Tom would never consent to being hired by John Ransom, and I told him so.
“Why not, if he’s willing to come over?”
“In the first place, he was never for hire. And ever since the Walsh case, he’s wanted people to think that he doesn’t even work. And secondly, Tom is not willing to ‘come over.’ If you want to see him, we’ll have to go to his house.”
“But I went to school with him!”
“Were you friends?”
“Pasmore didn’t have friends. He didn’t want any.” This suggested another thought, and he turned his head from the study of his interlaced hands to revolve his suspicious face toward mine. “Since he’s so insistent on keeping out of sight, why is he willing to talk to me now?”
“He’d rather explain to you himself what happened to Buzz Laing and Detective Damrosch. You’ll see why.”
Ransom shrugged and looked at his watch. “I’m usually back at the hospital by now. Maybe Pasmore could join us for dinner?”
“We have to go to his house,” I said.
He thought about it for a while. “So maybe we could have an audience with His Holiness between visiting April and going for dinner? Or is there something else about the sacred schedule of Thomas Pasmore that you haven’t told me yet?”
“Well, his day generally starts pretty late,” I said. “But if you point me toward the telephone, I’ll give him some advance warning.”
Ransom waved his hand toward the front of the room, and I remembered passing a high telephone table in the entrance hall. I stood up and left the room. Through the arch, I saw Ransom get up and walk toward the paintings. He stood in front of the Vuillard with his hands in his pockets, frowning at the lonely figures beneath the tree. Tom Pasmore would still be asleep, I knew, but he kept his answering machine switched on to take messages during the day. Tom’s dry, light voice told me to leave a message, and I said that Ransom and I would like to see him around seven—I’d call him from the hospital to see if that was all right.

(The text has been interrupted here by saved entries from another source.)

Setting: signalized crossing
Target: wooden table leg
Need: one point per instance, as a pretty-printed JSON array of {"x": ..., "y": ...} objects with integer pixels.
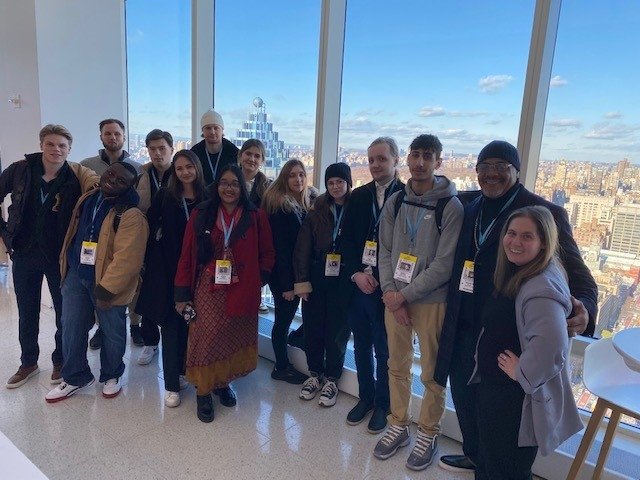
[{"x": 587, "y": 438}]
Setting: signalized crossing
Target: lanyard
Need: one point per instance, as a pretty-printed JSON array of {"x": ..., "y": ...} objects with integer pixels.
[
  {"x": 413, "y": 227},
  {"x": 482, "y": 236},
  {"x": 96, "y": 208},
  {"x": 337, "y": 220},
  {"x": 226, "y": 231},
  {"x": 213, "y": 171}
]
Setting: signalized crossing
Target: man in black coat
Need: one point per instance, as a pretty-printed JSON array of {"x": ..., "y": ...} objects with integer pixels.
[
  {"x": 361, "y": 293},
  {"x": 498, "y": 171}
]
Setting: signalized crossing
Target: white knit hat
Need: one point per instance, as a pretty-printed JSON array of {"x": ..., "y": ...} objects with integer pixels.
[{"x": 211, "y": 117}]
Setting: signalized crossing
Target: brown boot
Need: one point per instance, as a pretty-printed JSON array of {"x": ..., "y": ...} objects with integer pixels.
[{"x": 22, "y": 375}]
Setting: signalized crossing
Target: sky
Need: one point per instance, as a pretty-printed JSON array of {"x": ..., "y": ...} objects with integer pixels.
[{"x": 456, "y": 69}]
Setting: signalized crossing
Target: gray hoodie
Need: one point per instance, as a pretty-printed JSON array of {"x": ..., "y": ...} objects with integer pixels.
[{"x": 435, "y": 251}]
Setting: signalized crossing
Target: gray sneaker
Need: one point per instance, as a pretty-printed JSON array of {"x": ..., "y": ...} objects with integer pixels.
[
  {"x": 395, "y": 437},
  {"x": 424, "y": 451}
]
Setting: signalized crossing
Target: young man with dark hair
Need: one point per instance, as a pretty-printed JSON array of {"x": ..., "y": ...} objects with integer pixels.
[
  {"x": 418, "y": 235},
  {"x": 100, "y": 263},
  {"x": 44, "y": 188}
]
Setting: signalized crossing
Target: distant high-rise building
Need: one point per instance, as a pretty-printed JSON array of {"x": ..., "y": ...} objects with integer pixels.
[{"x": 257, "y": 126}]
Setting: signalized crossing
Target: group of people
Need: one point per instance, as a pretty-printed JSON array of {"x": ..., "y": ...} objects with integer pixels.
[{"x": 491, "y": 282}]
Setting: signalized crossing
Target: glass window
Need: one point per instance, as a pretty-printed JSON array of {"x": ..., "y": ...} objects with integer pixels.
[
  {"x": 158, "y": 72},
  {"x": 590, "y": 145}
]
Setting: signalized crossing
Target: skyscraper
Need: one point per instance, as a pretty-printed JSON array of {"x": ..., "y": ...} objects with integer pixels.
[{"x": 258, "y": 127}]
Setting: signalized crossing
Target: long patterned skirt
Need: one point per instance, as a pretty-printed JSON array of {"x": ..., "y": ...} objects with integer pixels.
[{"x": 220, "y": 348}]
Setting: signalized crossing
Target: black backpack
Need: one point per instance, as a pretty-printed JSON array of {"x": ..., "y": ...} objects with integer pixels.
[{"x": 439, "y": 208}]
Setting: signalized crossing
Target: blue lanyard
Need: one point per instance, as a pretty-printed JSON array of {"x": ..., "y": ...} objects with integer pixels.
[
  {"x": 226, "y": 231},
  {"x": 482, "y": 236},
  {"x": 337, "y": 220},
  {"x": 213, "y": 171},
  {"x": 413, "y": 227},
  {"x": 96, "y": 208}
]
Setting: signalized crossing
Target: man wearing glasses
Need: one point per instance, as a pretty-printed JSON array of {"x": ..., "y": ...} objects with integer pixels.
[{"x": 471, "y": 283}]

Ransom spun around as I came back into the room. “Well, did Sherlock agree to meet before midnight?”
“I left a message on his machine. When we’re ready to leave the hospital, I’ll try him again. It’ll probably be all right.”
“I suppose I ought to be grateful he’s willing to see me at all, right?” He looked angrily at me, then down at his watch. He jammed his hands into his trousers pockets and glared at me, waiting for the answer to a rhetorical question.
“He’ll probably be grateful to see you, too,” I said.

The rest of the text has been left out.